Talk:Quarry

About this board

Previous discussion was archived at Talk:Quarry/Archive 1 on 2015-04-17. Discussion area for discussion about Quarry itself and help about individual queries.

Start a new topic

OperationalError('table resultsets already exists')

2 comments • 11:51, 16 September 2024 7 days ago

2

Enhancing999 (talkcontribs)

Any idea why that happens? I get it after long running queries. Sample: quarry:query/86096. If I happen to have the window open, I sometimes see the actual results before, meaning the query was successful. Usually I forget to export it before it disappears.

Reply 09:02, 10 September 2024 13 days ago

Framawiki (talkcontribs)

Hello! it seams to be an internal bug in Quarry. Could you open a bugreport on Phabricator for it?
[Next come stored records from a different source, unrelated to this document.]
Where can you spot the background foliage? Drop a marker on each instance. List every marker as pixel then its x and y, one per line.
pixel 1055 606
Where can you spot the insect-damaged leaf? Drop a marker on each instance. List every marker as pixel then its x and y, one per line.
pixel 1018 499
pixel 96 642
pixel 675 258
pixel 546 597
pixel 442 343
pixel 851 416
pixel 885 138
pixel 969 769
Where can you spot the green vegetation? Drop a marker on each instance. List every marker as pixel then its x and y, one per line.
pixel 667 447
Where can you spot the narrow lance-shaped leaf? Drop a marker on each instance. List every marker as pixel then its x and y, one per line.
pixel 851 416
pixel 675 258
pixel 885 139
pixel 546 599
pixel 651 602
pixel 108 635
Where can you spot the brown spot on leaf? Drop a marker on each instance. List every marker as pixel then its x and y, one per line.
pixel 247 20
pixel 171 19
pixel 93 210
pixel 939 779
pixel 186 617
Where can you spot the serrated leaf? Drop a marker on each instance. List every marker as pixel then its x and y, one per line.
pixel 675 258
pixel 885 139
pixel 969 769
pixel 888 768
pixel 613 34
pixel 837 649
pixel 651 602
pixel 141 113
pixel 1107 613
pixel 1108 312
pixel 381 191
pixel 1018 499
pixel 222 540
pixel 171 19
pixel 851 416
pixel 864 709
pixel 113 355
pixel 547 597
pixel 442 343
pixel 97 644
Thanks!

Reply 11:51, 16 September 2024 7 days ago

Reply to "OperationalError('table resultsets already exists')"

What's more efficient: AND NOT, not in, <>

2 comments • 15:30, 6 September 2024 17 days ago

2

Enhancing999 (talkcontribs)

Which is more efficient?

AND NOT ( lt_title = "ABC" ) AND NOT ( lt_title = "XYZ")
AND NOT in ( "ABC", "XYZ")
AND lt_title <> "ABC" AND lt_title <> "XYZ"

Agree that none is ideal.

Reply 14:34, 6 September 2024 17 days ago

Matěj Suchánek (talkcontribs)

As the first thing, the query engine builds a query plan, then executes the query according to the plan. You can check if the query plan is always the same (e.g., using Toolforge SQL Optimizer). If it is, there is no difference.

I prefer NOT IN.

Reply 15:30, 6 September 2024 17 days ago

Reply to "What's more efficient: AND NOT, not in, <>"

Using 2 databases

7 comments • 06:08, 5 September 2024 18 days ago

7

Enhancing999 (talkcontribs)

How to specify tables from two different databases (wikidatawiki_p and commonswiki_p)?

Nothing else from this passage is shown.